Alabama stifled undefeated LSU in the title game in January, but come November's rematch, they could have already failed to remain undefeated themselves.
September games outside of Bryant-Denny Stadium against Top 25 teams Michigan (neutral site) and Arkansas (away) don't bode well for 'Bama.
Nor does another in October against Missouri (away), before even facing the Tigers—especially when just four starters on each side of the ball return.
While coach Nick Saban has done an incredible job of recruiting at the helm with the Crimson Tide, that's just too much experience lost to consider this a championship-defending team.
At least not to the caliber they've been rated by national media.
Quarterback A.J. McCarron will return, but he was far less important than first-round-bound Trent Richardson. Plus, McCarron won't have any targets who had 18 catches a season ago (wideout Kenny Bell snagged 17 for 255 yards).
At least equally important to Alabama's success was its defense. Though the Tide will have safety Robert Lester, the rest of its secondary will be new—as well as four other starters.
USC is back in the BCS picture this year, and quarterback Matt Barkley is back for his senior year, but people forget coach Pete Carroll no longer holds the reins to this team. Thus, USC will be overrated.
As difficult as it is for a Pac-12 team to be overrated, with the anti-conference bias and all, USC has the best chances of overriding that.
After two winning campaigns which had little national media coverage because USC was banned from bowl games for two years, there will be a frenzy to follow the Trojans again.

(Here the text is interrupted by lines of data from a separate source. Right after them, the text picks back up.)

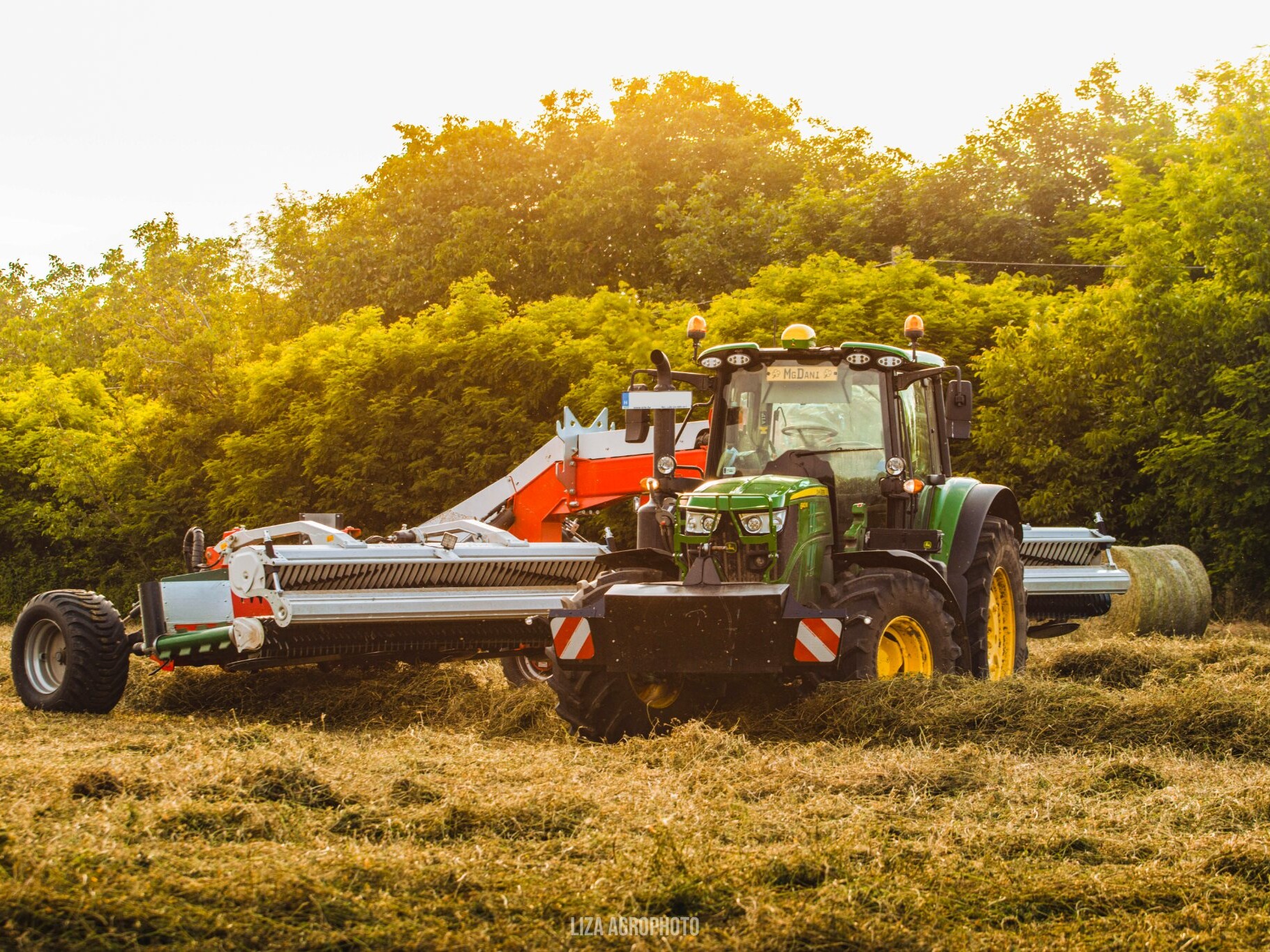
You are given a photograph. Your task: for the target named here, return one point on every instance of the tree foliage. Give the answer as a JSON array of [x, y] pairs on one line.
[[387, 351]]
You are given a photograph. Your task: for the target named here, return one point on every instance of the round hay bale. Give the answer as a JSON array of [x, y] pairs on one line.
[[1169, 593]]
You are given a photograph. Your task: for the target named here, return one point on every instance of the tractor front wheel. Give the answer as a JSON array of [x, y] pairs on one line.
[[910, 630], [69, 653], [996, 617], [607, 707]]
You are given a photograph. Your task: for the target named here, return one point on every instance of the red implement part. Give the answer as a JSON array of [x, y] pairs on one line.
[[544, 503]]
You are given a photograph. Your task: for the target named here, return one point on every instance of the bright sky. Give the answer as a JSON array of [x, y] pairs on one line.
[[119, 112]]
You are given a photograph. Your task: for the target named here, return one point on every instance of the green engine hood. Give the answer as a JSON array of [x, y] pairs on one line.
[[740, 493]]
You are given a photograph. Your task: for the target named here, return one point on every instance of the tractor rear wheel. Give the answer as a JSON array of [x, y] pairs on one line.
[[996, 616], [69, 653], [607, 707], [910, 630]]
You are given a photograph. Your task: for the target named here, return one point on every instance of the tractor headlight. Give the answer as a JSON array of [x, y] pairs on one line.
[[756, 523], [698, 523]]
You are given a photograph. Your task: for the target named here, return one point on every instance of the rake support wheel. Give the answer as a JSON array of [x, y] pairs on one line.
[[69, 653]]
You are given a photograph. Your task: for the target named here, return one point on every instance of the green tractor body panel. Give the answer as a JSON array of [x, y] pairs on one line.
[[940, 508], [772, 529]]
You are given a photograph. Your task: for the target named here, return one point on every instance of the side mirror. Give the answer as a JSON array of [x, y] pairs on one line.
[[958, 407], [636, 421]]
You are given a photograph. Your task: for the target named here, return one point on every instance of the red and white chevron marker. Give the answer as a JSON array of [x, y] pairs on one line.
[[817, 640], [572, 637]]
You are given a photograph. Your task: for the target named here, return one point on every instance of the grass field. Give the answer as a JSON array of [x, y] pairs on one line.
[[1118, 795]]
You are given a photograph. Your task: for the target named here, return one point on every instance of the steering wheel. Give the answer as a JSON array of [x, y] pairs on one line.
[[803, 430]]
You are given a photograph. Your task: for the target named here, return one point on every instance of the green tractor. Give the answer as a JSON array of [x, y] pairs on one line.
[[826, 540]]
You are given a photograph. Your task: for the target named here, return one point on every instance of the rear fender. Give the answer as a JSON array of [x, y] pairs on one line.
[[980, 501], [907, 561]]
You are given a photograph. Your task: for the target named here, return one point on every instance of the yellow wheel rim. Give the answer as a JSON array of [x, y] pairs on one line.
[[1001, 626], [904, 649], [655, 693]]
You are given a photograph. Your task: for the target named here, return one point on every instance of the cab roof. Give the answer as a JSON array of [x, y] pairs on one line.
[[769, 354]]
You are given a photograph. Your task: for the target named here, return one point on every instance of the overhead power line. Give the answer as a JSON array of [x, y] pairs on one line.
[[1037, 264]]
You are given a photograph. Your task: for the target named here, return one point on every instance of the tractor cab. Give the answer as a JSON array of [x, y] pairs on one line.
[[861, 419]]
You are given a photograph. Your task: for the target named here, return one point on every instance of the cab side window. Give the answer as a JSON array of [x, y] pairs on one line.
[[918, 419]]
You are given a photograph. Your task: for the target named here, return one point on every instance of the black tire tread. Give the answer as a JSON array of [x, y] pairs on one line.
[[996, 541], [883, 594], [602, 706], [97, 668]]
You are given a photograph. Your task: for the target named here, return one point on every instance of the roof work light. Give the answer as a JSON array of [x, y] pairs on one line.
[[798, 335]]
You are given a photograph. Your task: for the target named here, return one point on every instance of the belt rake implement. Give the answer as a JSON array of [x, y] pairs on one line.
[[830, 541]]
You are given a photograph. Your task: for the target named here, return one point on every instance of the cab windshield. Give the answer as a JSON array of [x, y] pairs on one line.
[[835, 411]]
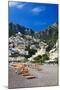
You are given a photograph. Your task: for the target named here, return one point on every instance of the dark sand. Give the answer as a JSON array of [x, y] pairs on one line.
[[48, 76]]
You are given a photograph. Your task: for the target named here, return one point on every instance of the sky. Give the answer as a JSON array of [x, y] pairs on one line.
[[37, 16]]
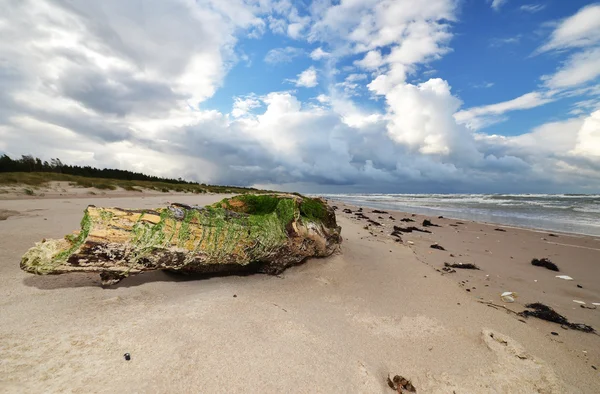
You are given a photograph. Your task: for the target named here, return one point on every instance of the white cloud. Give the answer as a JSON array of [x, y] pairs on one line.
[[307, 78], [319, 54], [532, 8], [588, 137], [283, 55], [497, 42], [496, 4], [483, 85], [580, 68], [371, 61], [356, 77], [243, 105], [579, 30], [478, 117]]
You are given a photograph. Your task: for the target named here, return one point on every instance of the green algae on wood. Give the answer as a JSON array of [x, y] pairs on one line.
[[246, 233]]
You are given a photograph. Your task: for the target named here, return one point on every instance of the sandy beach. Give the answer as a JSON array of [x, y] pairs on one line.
[[339, 324]]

However there are still lingering effects from the NCAA's disciplinary action. Ten scholarships were taken from each year, including this season, which greatly affects coach Lane Kiffin's talent pool.
Though they do return two stellar wideouts in juniors Marquis Lee and Robert Woods, the Trojans lost supremely talented linemen on both sides of the ball in OT Matt Kalil and DE Nick Perry.

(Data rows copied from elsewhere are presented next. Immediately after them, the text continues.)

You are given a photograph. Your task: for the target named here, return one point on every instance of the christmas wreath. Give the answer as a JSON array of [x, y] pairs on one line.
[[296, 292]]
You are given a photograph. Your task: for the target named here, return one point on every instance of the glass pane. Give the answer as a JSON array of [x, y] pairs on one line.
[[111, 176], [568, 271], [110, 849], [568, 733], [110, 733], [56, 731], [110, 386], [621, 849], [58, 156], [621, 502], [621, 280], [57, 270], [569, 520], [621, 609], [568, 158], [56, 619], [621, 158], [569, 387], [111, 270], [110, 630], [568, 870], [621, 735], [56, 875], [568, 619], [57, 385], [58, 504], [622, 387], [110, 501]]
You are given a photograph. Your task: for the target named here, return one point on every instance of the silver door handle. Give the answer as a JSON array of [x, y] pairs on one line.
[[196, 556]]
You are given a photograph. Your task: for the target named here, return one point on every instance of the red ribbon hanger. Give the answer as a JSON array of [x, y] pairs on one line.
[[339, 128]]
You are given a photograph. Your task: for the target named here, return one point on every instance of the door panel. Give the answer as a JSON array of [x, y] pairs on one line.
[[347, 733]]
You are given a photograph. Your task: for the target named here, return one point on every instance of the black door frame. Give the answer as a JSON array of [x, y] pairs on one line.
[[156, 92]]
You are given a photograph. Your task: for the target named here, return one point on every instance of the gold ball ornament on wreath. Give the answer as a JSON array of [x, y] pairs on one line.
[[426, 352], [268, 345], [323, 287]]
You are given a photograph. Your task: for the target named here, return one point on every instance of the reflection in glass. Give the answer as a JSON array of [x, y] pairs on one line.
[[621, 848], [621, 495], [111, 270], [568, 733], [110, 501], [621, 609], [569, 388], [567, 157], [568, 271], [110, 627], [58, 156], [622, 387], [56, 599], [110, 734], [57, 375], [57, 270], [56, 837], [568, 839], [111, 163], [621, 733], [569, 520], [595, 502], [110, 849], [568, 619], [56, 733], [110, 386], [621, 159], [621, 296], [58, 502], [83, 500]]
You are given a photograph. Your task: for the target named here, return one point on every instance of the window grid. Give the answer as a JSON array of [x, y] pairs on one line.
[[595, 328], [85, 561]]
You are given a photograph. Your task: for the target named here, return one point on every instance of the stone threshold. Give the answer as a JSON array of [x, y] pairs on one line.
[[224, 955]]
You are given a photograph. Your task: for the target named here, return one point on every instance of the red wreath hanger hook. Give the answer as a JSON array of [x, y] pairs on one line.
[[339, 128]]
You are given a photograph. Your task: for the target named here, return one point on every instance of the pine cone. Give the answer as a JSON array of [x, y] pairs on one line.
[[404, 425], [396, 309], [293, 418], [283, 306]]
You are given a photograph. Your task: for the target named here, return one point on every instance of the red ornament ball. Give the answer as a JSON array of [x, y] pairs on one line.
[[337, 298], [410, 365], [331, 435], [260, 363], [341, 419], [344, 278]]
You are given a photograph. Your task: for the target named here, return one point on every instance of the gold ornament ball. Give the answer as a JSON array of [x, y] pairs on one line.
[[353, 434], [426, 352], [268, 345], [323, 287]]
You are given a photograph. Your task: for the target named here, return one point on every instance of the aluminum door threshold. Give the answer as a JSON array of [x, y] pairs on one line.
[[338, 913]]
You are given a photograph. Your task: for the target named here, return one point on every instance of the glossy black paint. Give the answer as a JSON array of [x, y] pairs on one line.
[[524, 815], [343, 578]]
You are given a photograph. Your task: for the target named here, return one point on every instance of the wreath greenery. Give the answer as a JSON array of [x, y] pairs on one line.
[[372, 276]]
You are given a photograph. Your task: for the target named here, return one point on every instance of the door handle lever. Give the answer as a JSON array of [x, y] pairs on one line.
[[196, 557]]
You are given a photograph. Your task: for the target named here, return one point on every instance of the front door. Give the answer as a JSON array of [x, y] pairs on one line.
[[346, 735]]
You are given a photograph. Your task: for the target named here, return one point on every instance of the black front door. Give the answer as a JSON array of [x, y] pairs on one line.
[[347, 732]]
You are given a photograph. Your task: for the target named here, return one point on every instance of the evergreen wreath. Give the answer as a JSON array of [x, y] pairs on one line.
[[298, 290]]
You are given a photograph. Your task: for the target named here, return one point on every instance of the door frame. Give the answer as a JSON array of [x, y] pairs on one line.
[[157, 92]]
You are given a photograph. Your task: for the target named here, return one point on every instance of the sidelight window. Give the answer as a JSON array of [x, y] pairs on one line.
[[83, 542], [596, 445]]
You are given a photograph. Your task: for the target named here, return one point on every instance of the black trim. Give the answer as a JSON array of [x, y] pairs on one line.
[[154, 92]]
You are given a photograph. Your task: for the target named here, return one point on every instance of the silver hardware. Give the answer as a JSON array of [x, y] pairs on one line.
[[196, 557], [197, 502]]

Heisman-hopeful Barkley is back, but while the USC offense was touted as tremendous, the Trojans finished fourth in major offensive statistical categories.

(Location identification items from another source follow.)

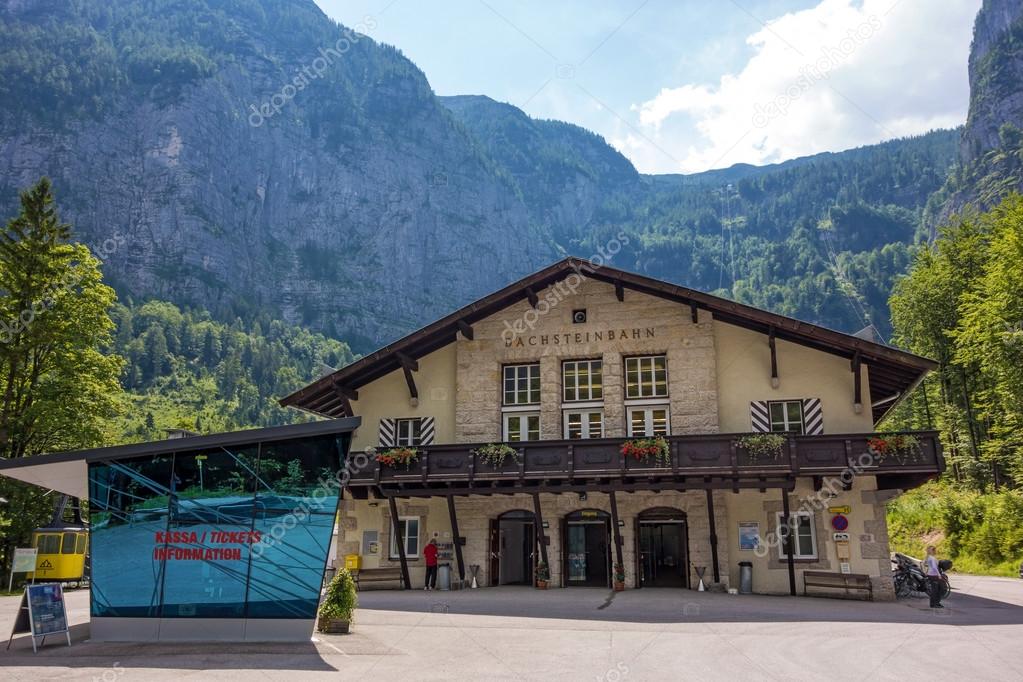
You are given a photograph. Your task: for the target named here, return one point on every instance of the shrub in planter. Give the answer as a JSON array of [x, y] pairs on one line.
[[339, 604], [900, 446], [398, 456], [646, 449], [495, 454], [762, 447], [542, 576]]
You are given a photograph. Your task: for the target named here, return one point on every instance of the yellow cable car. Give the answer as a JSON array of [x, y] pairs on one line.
[[59, 553]]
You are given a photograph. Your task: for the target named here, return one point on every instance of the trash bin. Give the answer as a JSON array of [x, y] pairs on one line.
[[746, 578], [444, 577]]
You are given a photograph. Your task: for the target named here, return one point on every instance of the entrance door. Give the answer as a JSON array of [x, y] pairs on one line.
[[663, 560], [513, 548], [586, 549]]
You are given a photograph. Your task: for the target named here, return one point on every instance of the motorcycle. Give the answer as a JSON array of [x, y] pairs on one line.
[[909, 578]]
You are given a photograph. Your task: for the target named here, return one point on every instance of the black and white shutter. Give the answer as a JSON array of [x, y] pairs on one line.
[[759, 416], [387, 433], [427, 430], [813, 418]]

USC's first two Pac-12 games will prove challenging, but if the team overcomes stalwart Stanford and up-and-coming Cal, the national media is sure to boost the Trojans higher than they deserve.
The Cowboys will be without its one-two punch of QB Brandon Weeden and WR Justin Blackmon, making them overrated in 2012.
The veteran leadership of Weeden coupled with the extraordinary talent of Blackmon can't be replicated, considering they led Oklahoma State to tops in the Big 12 in offense.
And unfortunately, the Cowboys will also have to try to insert three new offensive lineman into the lineup.
Coach Mike Gundy has done a fantastic job of upscaling Oklahoma State from second-mentioned to the Sooners, putting them in the national conversation the past two years. (After all, he's a man, and he's 30.)
But this program will go through growing pains in losing half of its offense from a year ago.
Joseph Randle will stem the bleeding, but he can't carry the offense on his own.
Fortunately, the team has eight returning starters on defense, though they lost safety Markelle Martin. That unit will have to improve on an already conference-best performance to make up for the offensive change, since nothing can replace the offensive power the Cowboys achieved last year.
This team will have a let-down season.
With their starting quarterback headed to the NFL as the No. 1 overall pick, Stanford will have little luck reaching the heights they've ascended to because of Andrew Luck.
An overrated preseason is in store.
The loss of Luck comes a year after the coach who orchestrated the Cardinal turnaround moved north to San Francisco. Though coach David Shaw led Stanford to a 11-2 record last season, he'll have one less Jim Harbaugh-recruited class to work with.
Shaw brought in a stellar class of his own this spring, but he's still no Harbaugh.
The Cardinal also have to deal with replacing two starting offensive linemen. Much of tailback Stepfan Taylor's success rode on Luck's arm and those two big blockers up front.
That clip, along with 3,517 yards and 37 touchdowns, opened holes up for Taylor. Whoever wins the starting QB job will have a hard time creating that much offense that effectively.
Taylor will have some trouble running the ball as a result.
The Cardinal only have 13 returning starters, but their success from the past two years just won't return.